President Donald Trump’s administration is moving to suspend all Supplemental Nutrition Assistance Program benefits for roughly 42 million Americans amid the ongoing government shutdown—and he may not bring them back.
Earlier this month, the U.S. Department of Agriculture sent a letter to states warning that a lapse in appropriations had resulted in “insufficient funds” to pay SNAP benefits through November. Over the weekend, states began to issue warnings to their most vulnerable residents that benefits would be suspended even sooner, Axios reported Monday.
In West Virginia, the Department of Human Services released a statement saying that the USDA had directed it to “delay the issuance of October 2025 SNAP benefits approved on or after October 16, 2025.”
The state had been notified that it was “very likely” that November benefits would also be delayed, if Congress failed to act “within the coming days,” the statement said.
In Pennsylvania, the Department of Human Services announced Friday that SNAP benefits would not be paid starting October 16 “until the federal government shutdown ends and funds are released to PA.”
“Because Republicans in Washington D.C., failed to pass a federal budget, causing the federal government shutdown, November 2025 SNAP benefits cannot be paid,” Pennsylvania’s statement said.
Texas, Minnesota, and Illinois also issued warnings about the pending halt to SNAP, Axios reported.
Amid his cost-cutting spree, Trump has moved to hold critical nutrition assistance hostage—and like every other federal program he’s threatened, SNAP is a hostage he’s more than happy to kill. Last week, Trump said that he planned to cut some “Democrat programs” and warned that they were “never going to come back in many cases.”
As with every other federal program Trump’s moved to permanently eliminate, he is not authorized to do so, because SNAP was created and funded by Congress. But that certainly hasn’t stopped him before.

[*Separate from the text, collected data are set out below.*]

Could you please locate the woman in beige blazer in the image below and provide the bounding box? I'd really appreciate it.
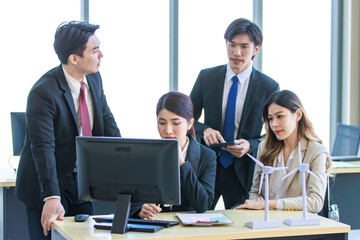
[235,90,331,213]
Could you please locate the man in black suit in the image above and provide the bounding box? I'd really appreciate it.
[15,21,121,239]
[190,18,279,210]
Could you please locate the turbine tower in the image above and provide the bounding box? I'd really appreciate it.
[281,141,321,226]
[244,153,287,229]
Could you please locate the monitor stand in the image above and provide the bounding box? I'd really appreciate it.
[110,194,164,234]
[111,194,131,234]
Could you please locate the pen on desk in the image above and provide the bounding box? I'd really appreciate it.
[193,220,218,227]
[193,223,214,227]
[196,220,219,223]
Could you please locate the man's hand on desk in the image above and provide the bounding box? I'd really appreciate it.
[41,198,65,236]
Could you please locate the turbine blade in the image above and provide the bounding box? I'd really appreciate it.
[259,173,264,194]
[282,167,299,180]
[247,153,264,167]
[307,170,320,180]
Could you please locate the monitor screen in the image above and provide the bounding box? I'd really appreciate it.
[10,112,26,156]
[76,136,181,233]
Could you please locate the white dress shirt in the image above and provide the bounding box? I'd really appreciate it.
[222,63,252,139]
[271,148,296,210]
[63,66,94,136]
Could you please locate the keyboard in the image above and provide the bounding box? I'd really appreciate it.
[92,216,180,228]
[94,222,164,233]
[128,218,180,228]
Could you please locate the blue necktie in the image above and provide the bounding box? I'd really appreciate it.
[219,75,239,168]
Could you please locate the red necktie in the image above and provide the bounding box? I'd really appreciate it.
[79,82,92,136]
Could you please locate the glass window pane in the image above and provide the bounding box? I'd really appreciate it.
[90,0,169,138]
[0,0,80,169]
[178,0,253,95]
[262,0,331,148]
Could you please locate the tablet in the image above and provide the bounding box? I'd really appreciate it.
[209,142,236,148]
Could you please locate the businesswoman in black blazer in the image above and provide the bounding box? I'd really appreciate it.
[134,91,216,219]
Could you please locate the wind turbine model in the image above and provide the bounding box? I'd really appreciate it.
[281,141,321,226]
[244,153,287,229]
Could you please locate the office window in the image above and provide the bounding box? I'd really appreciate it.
[262,0,331,148]
[89,0,169,138]
[0,0,80,169]
[178,0,253,95]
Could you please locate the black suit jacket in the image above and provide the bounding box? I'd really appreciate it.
[173,134,216,212]
[131,134,216,216]
[190,65,279,200]
[15,65,121,210]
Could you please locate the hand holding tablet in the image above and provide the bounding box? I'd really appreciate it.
[209,142,237,149]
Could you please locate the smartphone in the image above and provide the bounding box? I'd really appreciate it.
[209,142,236,148]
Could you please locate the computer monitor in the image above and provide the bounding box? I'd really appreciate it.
[10,112,26,156]
[76,136,181,234]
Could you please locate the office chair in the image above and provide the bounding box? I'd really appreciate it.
[318,178,329,218]
[324,123,360,219]
[331,123,360,161]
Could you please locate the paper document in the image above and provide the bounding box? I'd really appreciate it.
[332,161,359,168]
[176,213,233,226]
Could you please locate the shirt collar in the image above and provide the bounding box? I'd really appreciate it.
[226,62,253,84]
[62,65,89,96]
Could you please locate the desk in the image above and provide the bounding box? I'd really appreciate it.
[0,175,115,240]
[52,210,350,240]
[329,161,360,229]
[0,179,30,240]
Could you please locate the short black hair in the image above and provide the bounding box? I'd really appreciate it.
[224,18,262,47]
[53,21,100,64]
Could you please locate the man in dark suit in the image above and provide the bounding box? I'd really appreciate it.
[190,18,279,210]
[15,21,121,239]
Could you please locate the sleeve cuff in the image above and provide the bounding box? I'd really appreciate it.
[276,199,285,210]
[44,196,61,202]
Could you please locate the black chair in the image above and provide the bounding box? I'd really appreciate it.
[331,123,360,161]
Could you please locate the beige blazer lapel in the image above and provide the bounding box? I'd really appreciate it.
[282,139,308,194]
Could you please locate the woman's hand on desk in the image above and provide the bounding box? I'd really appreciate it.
[139,204,162,220]
[234,199,265,210]
[234,199,277,210]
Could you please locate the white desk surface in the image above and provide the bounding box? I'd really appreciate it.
[0,167,16,187]
[52,209,350,240]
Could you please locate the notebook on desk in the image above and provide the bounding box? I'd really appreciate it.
[176,213,233,226]
[332,155,360,161]
[331,161,359,168]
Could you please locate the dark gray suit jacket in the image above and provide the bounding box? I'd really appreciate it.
[190,64,279,201]
[172,134,216,212]
[15,65,121,210]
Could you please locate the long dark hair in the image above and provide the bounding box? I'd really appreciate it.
[261,90,330,170]
[156,91,196,138]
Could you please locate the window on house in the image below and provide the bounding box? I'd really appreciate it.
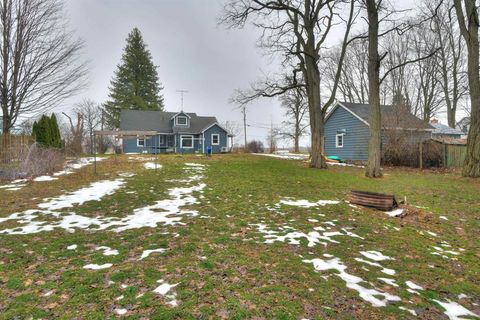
[181,135,193,148]
[176,116,188,125]
[211,134,220,145]
[335,134,344,148]
[137,138,145,147]
[159,135,166,145]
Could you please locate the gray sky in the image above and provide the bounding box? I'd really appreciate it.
[61,0,459,147]
[63,0,288,146]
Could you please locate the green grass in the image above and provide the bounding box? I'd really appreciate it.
[0,154,479,319]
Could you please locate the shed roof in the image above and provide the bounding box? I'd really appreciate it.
[120,110,222,134]
[337,102,434,130]
[431,122,464,136]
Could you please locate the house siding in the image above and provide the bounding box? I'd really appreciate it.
[203,124,228,153]
[325,106,370,161]
[175,134,202,154]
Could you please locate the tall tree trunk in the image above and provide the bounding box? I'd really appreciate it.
[365,0,382,178]
[305,60,326,168]
[454,0,480,177]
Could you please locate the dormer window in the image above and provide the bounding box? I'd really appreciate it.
[176,116,188,126]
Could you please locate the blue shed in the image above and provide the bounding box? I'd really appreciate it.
[119,110,232,154]
[324,102,434,161]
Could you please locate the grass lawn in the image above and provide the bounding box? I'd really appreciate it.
[0,154,478,319]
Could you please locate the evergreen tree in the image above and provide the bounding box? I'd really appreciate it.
[104,28,164,128]
[35,115,50,146]
[49,113,62,148]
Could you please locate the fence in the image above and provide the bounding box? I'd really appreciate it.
[0,134,35,165]
[421,138,467,168]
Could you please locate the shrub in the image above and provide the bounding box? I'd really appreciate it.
[246,140,264,153]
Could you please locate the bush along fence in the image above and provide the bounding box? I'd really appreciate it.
[0,134,64,180]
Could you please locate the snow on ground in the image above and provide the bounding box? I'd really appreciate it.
[38,179,125,211]
[144,162,162,170]
[139,248,167,260]
[0,164,206,235]
[67,244,77,250]
[96,246,119,256]
[253,153,309,160]
[303,257,401,307]
[252,220,363,248]
[359,251,393,261]
[432,299,479,320]
[153,279,179,307]
[384,208,404,217]
[83,263,112,270]
[279,199,340,208]
[354,257,396,276]
[0,157,108,191]
[114,308,127,315]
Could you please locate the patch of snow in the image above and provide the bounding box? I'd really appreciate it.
[38,179,125,211]
[399,306,417,316]
[115,308,127,315]
[96,246,119,256]
[253,153,308,160]
[360,251,393,261]
[406,281,423,291]
[432,299,479,320]
[427,231,438,237]
[83,263,112,270]
[355,258,396,276]
[304,257,400,307]
[279,198,340,208]
[153,279,179,307]
[67,244,77,250]
[378,278,399,287]
[440,216,449,221]
[33,175,58,182]
[384,209,404,217]
[144,162,161,170]
[43,290,54,297]
[139,248,167,260]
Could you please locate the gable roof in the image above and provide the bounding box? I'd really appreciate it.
[431,122,464,136]
[120,110,223,134]
[327,102,433,131]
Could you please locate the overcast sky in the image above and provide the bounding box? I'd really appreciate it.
[63,0,290,146]
[61,0,455,147]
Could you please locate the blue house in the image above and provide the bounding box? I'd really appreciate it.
[120,110,231,154]
[324,102,434,161]
[430,120,464,139]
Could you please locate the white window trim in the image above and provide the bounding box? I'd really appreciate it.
[137,138,145,147]
[180,135,194,149]
[211,134,220,145]
[335,134,344,148]
[176,116,188,125]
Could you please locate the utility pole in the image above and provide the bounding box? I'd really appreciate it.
[176,90,188,111]
[242,106,247,149]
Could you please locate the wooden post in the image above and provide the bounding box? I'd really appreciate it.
[419,142,423,169]
[93,132,97,175]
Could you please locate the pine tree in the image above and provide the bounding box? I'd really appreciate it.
[35,115,50,146]
[104,28,164,128]
[49,113,62,148]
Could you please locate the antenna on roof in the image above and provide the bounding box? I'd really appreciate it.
[176,89,188,111]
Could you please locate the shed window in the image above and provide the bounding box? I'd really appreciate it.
[137,138,145,147]
[211,134,220,145]
[335,134,344,148]
[181,135,193,148]
[176,116,188,125]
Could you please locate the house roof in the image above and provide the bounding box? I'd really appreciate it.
[336,102,434,130]
[431,122,464,136]
[119,110,223,134]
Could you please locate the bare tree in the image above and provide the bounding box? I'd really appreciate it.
[73,99,102,155]
[62,111,84,156]
[278,87,309,152]
[222,0,357,168]
[453,0,480,177]
[0,0,87,134]
[429,0,468,128]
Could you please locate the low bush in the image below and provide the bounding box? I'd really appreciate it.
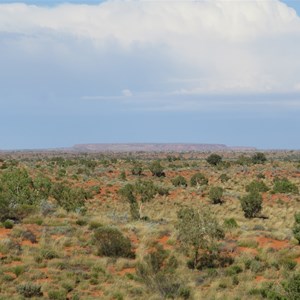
[240,192,262,218]
[190,173,208,187]
[171,175,187,187]
[94,226,134,258]
[273,177,299,194]
[16,283,43,298]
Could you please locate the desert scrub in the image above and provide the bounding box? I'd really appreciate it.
[240,191,263,218]
[16,283,43,298]
[245,180,269,193]
[190,173,208,187]
[136,244,190,299]
[273,177,299,194]
[93,226,134,258]
[171,175,188,187]
[292,212,300,244]
[209,186,224,204]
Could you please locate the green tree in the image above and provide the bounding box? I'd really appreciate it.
[206,154,222,166]
[251,152,267,164]
[176,207,224,268]
[240,191,263,218]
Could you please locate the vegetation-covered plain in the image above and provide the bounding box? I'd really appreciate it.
[0,150,300,299]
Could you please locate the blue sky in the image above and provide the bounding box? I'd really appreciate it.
[1,0,300,150]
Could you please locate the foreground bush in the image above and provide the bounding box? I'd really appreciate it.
[177,207,224,268]
[94,226,134,258]
[136,244,190,299]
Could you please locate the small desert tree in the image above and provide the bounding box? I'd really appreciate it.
[149,160,165,177]
[206,154,222,166]
[176,207,224,268]
[240,191,263,218]
[251,152,267,164]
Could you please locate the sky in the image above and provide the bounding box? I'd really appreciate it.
[1,0,300,150]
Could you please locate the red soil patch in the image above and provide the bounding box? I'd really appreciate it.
[90,290,104,297]
[257,237,290,250]
[294,257,300,264]
[0,228,11,238]
[7,261,23,267]
[237,247,258,256]
[21,240,38,247]
[255,276,267,283]
[117,267,135,276]
[157,235,173,250]
[270,194,290,203]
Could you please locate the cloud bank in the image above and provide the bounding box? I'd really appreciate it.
[0,0,300,105]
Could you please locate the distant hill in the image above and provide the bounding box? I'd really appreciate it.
[72,143,256,152]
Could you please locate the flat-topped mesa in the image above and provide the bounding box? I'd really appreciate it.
[72,143,256,153]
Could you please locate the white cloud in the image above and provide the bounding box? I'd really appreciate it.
[0,0,300,96]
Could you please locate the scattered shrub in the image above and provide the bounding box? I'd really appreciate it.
[251,152,267,164]
[17,283,43,298]
[246,180,269,193]
[149,160,165,177]
[3,219,14,229]
[190,173,208,187]
[293,212,300,244]
[240,192,263,218]
[207,154,222,166]
[171,175,187,187]
[273,177,299,194]
[94,226,134,258]
[209,186,224,204]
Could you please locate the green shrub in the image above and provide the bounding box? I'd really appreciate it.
[206,154,222,166]
[240,192,263,218]
[292,213,300,244]
[171,175,187,187]
[94,226,134,258]
[223,218,238,229]
[16,283,43,298]
[131,162,143,176]
[284,273,300,299]
[246,180,269,193]
[219,174,230,183]
[48,290,67,300]
[251,152,267,164]
[3,219,14,229]
[190,173,208,187]
[273,177,299,194]
[51,183,87,212]
[209,186,224,204]
[149,160,165,177]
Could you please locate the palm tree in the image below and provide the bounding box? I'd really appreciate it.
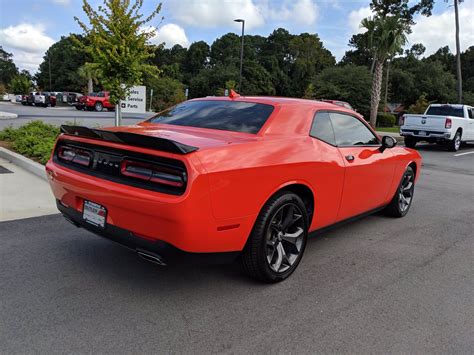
[361,16,408,128]
[453,0,463,102]
[78,64,100,94]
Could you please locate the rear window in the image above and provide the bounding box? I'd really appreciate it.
[148,100,274,134]
[426,106,464,118]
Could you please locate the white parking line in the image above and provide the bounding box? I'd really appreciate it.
[454,151,474,157]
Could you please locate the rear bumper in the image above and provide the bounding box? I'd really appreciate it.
[46,160,256,253]
[57,201,239,265]
[400,129,452,140]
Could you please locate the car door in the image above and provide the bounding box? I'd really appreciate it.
[329,112,396,221]
[308,111,346,230]
[467,108,474,140]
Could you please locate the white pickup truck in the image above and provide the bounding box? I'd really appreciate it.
[400,104,474,151]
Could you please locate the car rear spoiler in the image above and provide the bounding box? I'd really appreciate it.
[60,125,199,155]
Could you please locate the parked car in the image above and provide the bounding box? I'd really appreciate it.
[21,92,35,106]
[15,95,22,102]
[400,104,474,151]
[66,92,83,106]
[76,91,114,111]
[32,92,56,107]
[320,99,354,111]
[46,96,422,282]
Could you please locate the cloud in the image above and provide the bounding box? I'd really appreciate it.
[408,3,474,56]
[348,6,372,34]
[51,0,71,5]
[151,24,190,48]
[0,23,55,72]
[169,0,320,30]
[169,0,264,30]
[264,0,319,27]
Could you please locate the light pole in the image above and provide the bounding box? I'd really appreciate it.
[234,19,245,94]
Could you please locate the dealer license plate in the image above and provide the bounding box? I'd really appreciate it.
[83,200,107,228]
[418,131,427,136]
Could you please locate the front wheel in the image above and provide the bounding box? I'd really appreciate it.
[384,166,415,218]
[94,102,103,112]
[446,131,462,152]
[241,191,308,283]
[404,136,417,148]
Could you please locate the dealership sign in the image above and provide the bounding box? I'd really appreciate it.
[120,86,146,113]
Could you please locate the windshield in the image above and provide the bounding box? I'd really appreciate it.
[426,106,464,118]
[148,100,275,134]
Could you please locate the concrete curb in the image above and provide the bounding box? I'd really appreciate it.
[0,147,47,181]
[0,111,18,119]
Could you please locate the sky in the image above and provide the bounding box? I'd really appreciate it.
[0,0,473,73]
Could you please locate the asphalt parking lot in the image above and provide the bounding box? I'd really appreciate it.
[0,102,150,129]
[1,144,473,352]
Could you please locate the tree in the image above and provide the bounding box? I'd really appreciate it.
[182,41,210,76]
[0,46,18,87]
[453,0,463,102]
[362,15,408,127]
[74,0,162,125]
[78,64,100,93]
[145,76,185,112]
[312,65,373,117]
[407,94,430,113]
[340,33,373,67]
[35,35,88,92]
[9,74,32,95]
[370,0,434,26]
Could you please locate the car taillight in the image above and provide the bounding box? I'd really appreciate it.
[58,146,92,167]
[120,159,184,187]
[445,118,452,129]
[399,115,405,126]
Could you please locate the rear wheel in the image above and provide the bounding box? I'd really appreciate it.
[384,166,415,218]
[94,101,103,112]
[241,191,308,283]
[446,131,462,152]
[404,136,417,148]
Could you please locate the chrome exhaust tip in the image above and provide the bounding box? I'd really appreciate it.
[137,249,167,266]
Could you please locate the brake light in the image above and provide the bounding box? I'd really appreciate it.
[58,146,92,167]
[445,118,452,129]
[399,115,405,126]
[120,159,184,187]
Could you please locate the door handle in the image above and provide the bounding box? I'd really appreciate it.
[345,155,355,162]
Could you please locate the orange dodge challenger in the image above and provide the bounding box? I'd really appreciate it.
[46,95,422,282]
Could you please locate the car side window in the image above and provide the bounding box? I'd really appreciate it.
[329,112,379,146]
[310,111,336,146]
[468,108,473,119]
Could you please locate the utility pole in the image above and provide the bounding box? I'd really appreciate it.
[48,55,52,91]
[234,19,245,94]
[454,0,463,102]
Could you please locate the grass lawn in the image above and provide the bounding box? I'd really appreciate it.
[376,126,400,133]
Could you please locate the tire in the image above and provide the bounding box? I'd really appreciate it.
[94,102,103,112]
[241,191,309,283]
[384,166,415,218]
[446,130,462,152]
[75,106,82,111]
[404,136,417,148]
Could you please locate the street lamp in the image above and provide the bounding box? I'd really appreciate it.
[234,18,245,94]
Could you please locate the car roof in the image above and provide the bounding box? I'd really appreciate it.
[191,95,349,109]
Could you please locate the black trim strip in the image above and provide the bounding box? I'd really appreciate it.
[60,125,199,155]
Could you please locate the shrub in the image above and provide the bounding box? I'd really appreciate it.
[0,121,60,164]
[377,113,396,127]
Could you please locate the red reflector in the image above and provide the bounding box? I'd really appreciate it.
[445,118,452,129]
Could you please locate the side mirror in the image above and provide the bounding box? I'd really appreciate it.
[380,135,397,152]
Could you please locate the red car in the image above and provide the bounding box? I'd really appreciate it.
[46,95,422,282]
[76,91,114,112]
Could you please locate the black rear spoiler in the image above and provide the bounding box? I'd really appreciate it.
[60,125,198,155]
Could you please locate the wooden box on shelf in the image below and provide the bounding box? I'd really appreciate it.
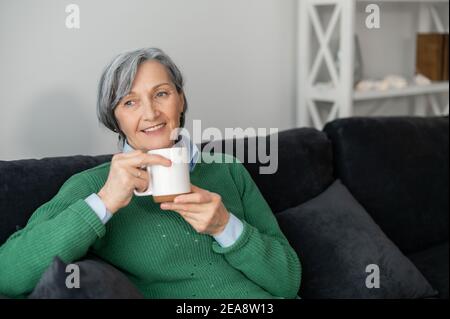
[443,34,448,81]
[416,33,449,81]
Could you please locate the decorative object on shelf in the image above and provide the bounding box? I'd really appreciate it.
[383,75,408,90]
[355,80,374,92]
[414,74,432,86]
[355,75,408,92]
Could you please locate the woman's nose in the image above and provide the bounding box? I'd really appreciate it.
[141,99,159,119]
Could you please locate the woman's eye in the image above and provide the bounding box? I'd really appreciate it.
[124,100,135,107]
[155,91,168,98]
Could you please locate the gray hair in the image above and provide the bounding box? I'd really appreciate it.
[97,48,188,148]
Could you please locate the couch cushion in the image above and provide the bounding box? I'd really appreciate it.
[201,127,334,213]
[0,155,112,244]
[276,179,437,299]
[323,116,449,254]
[408,242,449,299]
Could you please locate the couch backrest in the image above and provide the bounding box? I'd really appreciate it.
[200,127,334,213]
[0,155,112,244]
[324,116,449,254]
[0,127,334,244]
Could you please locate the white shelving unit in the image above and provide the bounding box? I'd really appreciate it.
[297,0,449,129]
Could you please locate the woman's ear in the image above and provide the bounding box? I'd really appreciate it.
[179,91,186,113]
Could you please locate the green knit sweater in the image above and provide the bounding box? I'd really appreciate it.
[0,153,301,299]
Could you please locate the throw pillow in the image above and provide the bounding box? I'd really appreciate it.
[276,180,437,298]
[28,256,143,299]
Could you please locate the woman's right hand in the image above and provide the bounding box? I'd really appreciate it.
[97,150,172,214]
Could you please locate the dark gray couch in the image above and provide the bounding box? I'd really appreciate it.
[0,116,448,298]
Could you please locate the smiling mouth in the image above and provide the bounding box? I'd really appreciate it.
[141,123,166,133]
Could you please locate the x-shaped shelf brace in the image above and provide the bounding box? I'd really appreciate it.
[427,95,449,116]
[305,2,343,129]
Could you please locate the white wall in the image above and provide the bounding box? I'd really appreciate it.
[0,0,297,160]
[1,0,448,161]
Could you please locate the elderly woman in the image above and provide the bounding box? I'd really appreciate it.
[0,48,301,299]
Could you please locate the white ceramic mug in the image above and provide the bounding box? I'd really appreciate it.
[134,147,191,203]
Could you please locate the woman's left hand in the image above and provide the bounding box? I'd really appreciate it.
[160,184,230,236]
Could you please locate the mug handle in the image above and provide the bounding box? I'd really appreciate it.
[133,166,153,196]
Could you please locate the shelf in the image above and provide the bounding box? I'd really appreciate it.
[297,0,449,128]
[309,82,449,102]
[354,82,449,100]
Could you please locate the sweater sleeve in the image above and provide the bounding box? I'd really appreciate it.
[0,173,106,298]
[211,157,301,299]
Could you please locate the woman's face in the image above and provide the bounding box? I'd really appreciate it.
[114,60,185,151]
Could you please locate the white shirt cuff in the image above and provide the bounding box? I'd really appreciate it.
[85,193,113,225]
[212,212,244,248]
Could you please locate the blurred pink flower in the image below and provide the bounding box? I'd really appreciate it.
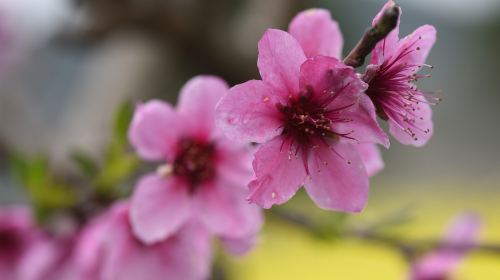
[128,75,262,245]
[411,213,482,280]
[0,206,37,279]
[288,8,385,177]
[18,234,76,280]
[216,28,388,212]
[364,0,438,147]
[0,207,85,280]
[72,202,212,280]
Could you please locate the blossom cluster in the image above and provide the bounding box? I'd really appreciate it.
[217,0,437,211]
[0,1,467,280]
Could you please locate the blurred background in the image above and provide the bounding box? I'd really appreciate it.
[1,0,499,279]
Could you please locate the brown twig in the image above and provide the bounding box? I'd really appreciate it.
[343,2,400,68]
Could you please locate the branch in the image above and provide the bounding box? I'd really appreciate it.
[350,230,500,256]
[343,3,400,68]
[273,209,500,256]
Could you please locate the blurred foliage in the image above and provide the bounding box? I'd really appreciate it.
[9,102,139,224]
[10,154,77,223]
[72,102,139,199]
[92,102,139,198]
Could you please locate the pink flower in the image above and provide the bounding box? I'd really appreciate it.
[411,213,482,280]
[72,202,212,280]
[364,0,438,147]
[128,75,263,245]
[0,206,37,279]
[16,213,82,280]
[216,28,388,212]
[72,203,252,280]
[0,207,82,280]
[288,8,385,177]
[18,234,76,280]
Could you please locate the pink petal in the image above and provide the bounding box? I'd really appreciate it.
[215,80,283,144]
[0,206,32,229]
[444,213,482,247]
[215,138,254,189]
[357,143,384,177]
[248,137,307,208]
[388,100,433,147]
[412,213,482,280]
[299,56,366,97]
[370,0,401,65]
[288,8,343,59]
[177,75,228,138]
[130,174,191,244]
[18,239,55,280]
[72,218,109,280]
[221,233,258,256]
[128,100,180,161]
[195,181,262,239]
[17,237,74,280]
[0,264,15,279]
[257,29,306,95]
[338,93,390,147]
[178,223,213,279]
[304,142,369,212]
[104,205,212,280]
[299,56,389,147]
[396,25,436,66]
[0,207,38,279]
[411,252,461,280]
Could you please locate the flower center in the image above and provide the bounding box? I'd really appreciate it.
[275,86,356,174]
[173,138,216,191]
[0,229,22,258]
[277,85,355,149]
[364,38,440,141]
[278,93,335,147]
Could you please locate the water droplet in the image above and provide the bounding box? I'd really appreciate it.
[271,192,277,199]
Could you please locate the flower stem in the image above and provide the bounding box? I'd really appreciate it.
[343,2,400,68]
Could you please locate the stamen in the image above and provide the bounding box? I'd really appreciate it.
[172,139,216,192]
[157,164,173,177]
[365,41,439,143]
[278,85,359,172]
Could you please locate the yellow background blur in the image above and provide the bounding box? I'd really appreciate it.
[226,181,500,279]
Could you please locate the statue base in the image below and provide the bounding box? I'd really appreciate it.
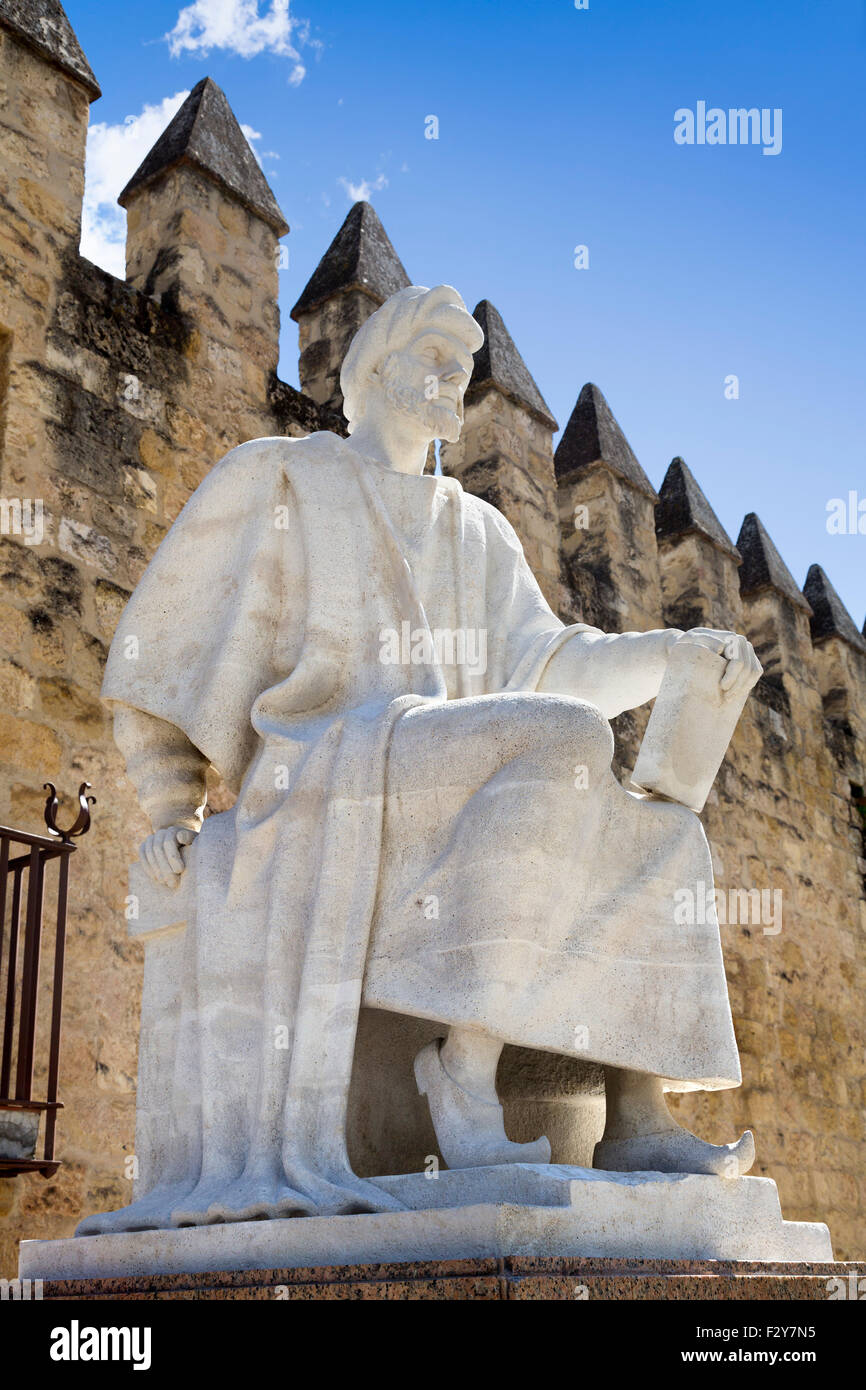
[20,1256,863,1301]
[20,1165,831,1282]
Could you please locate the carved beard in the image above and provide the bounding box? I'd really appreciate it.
[379,356,463,443]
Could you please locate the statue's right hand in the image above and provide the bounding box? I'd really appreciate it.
[140,825,198,888]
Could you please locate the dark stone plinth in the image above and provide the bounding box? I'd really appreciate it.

The USDA is already rushing to implement new restrictions to SNAP benefits, as outlined in Trump’s “one big beautiful bill,” which was passed in July. Trump’s behemoth budget law slashed exemptions to the program’s work requirements by lowering the age of dependent children to 14, raising the age of the work requirement to 64, and ending the exemptions for veterans, homeless people, and young adults out of foster care. Earlier this month, USDA instructed states to implement new guidelines by November 1.